In this short guide, we'll explore how to read multiple JSON files from archive and load them into Pandas DataFrame.

Similar use case for CSV files is shown here: Parallel Processing Zip Archive CSV Files With Python and Pandas

The full code and the explanation:

from multiprocessing import Pool
from zipfile import ZipFile

import pandas as pd

import tarfile

    
def process_archive(json_file):
    try:
        df_temp = pd.read_json(zip_file.open(json_file), lines=True)
        df_temp.to_csv('data/all_filses.csv', mode='a', header=False)
    except:
        print(json_file + '\n')
    
    
zip_file = 'data/41.zip'
    
try:    
    zip_file = ZipFile(zip_file)
    zip_files = {text_file.filename    for text_file in zip_file.infolist()       if text_file.filename.endswith('.json')}
except:
    zip_file = tarfile.open(zip_file, "r:gz")
    zip_files = {text_file.filename    for text_file in zip_file.getmembers()       if text_file.filename.endswith('.json')}


p = Pool(6)
p.map(process_archive, zip_files)

In this example we are defining 6 parallel processes:

p = Pool(6)
p.map(process_archive, zip_files)

which are going to work with method:

def process_archive(json_file):
    try:
        df_temp = pd.read_json(zip_file.open(json_file), lines=True)
        df_temp.to_csv('data/all_filses.csv', mode='a', header=False)
    except:
        print(json_file + '\n')

The method read JSON lines and writes them to the output file: 'data/all_filses.csv'. In case of higher parallelisation errors might be raised.

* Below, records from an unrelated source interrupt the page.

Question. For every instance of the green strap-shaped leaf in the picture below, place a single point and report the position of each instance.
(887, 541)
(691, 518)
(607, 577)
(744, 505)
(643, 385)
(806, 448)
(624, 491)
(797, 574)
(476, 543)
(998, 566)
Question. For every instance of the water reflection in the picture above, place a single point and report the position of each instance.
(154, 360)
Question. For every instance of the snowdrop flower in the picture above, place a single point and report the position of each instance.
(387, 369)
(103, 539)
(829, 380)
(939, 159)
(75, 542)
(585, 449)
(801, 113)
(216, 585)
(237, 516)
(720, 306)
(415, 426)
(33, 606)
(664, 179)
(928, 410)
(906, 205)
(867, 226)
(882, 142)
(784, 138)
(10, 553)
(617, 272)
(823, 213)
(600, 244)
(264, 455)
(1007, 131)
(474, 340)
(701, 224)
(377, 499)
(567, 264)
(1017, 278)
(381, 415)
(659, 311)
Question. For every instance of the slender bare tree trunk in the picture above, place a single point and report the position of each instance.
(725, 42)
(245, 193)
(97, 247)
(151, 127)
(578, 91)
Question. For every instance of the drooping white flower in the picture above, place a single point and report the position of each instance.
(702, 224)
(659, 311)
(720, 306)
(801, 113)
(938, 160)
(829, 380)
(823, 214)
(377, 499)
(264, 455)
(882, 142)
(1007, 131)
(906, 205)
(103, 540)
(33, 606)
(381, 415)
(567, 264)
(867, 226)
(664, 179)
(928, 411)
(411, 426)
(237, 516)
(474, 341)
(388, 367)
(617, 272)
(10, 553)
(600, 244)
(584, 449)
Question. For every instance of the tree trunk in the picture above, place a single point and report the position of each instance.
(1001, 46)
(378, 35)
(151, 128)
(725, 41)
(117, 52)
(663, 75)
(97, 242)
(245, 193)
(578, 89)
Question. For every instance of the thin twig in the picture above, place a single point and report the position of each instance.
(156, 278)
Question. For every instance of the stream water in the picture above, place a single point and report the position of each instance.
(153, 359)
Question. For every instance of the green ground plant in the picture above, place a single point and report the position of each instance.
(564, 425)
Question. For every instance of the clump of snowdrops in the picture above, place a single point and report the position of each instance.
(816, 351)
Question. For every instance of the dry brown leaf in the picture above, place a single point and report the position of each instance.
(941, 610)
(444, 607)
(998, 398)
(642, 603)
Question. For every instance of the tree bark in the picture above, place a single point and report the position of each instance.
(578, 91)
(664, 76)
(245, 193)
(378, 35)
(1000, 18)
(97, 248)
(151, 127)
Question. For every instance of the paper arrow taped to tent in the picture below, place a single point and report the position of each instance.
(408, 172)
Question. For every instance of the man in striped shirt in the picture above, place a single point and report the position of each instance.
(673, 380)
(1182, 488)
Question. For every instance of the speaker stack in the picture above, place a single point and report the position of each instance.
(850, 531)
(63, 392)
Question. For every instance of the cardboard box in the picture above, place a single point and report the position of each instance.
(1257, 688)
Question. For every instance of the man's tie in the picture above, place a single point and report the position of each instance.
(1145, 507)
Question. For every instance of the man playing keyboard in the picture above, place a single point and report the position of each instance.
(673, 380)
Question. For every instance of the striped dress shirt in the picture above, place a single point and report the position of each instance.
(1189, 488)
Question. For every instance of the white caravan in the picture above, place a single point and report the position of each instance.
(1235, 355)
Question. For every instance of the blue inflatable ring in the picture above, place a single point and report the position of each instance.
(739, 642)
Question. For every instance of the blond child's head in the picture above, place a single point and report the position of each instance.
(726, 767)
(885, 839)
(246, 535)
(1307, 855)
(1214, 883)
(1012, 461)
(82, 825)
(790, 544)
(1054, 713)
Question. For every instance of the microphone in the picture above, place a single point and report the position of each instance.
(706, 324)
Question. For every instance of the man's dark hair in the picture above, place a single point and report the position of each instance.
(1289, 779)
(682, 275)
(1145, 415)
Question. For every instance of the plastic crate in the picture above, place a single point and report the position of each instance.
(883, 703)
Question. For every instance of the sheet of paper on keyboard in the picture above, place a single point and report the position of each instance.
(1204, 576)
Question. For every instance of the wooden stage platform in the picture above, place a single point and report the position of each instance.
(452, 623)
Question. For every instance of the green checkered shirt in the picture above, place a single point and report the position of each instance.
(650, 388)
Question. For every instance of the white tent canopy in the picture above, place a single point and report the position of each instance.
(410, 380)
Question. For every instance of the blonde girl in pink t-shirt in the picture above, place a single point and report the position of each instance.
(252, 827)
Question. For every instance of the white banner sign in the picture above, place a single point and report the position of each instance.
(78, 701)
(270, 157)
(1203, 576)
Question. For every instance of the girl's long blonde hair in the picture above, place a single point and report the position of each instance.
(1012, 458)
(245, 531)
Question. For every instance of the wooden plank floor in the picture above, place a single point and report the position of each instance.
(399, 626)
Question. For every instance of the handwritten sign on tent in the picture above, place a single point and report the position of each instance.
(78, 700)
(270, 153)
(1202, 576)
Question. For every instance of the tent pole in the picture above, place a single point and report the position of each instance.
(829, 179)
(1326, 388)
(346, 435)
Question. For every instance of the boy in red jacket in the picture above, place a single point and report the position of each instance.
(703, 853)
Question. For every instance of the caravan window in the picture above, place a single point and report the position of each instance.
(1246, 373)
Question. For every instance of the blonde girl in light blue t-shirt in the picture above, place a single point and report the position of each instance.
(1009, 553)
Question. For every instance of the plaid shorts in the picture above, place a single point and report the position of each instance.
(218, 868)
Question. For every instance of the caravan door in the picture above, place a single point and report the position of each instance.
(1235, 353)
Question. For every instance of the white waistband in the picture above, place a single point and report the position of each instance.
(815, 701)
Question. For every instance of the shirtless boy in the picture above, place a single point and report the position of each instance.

Reading the zip or tar.gz files is done by:

try:    
    zip_file = ZipFile(zip_file)
    zip_files = {text_file.filename    for text_file in zip_file.infolist()       if text_file.filename.endswith('.json')}
except:
    zip_file = tarfile.open(zip_file, "r:gz")
    zip_files = {text_file.filename    for text_file in zip_file.getmembers()       if text_file.filename.endswith('.json')}

Note that only .json files will be processed from the archive.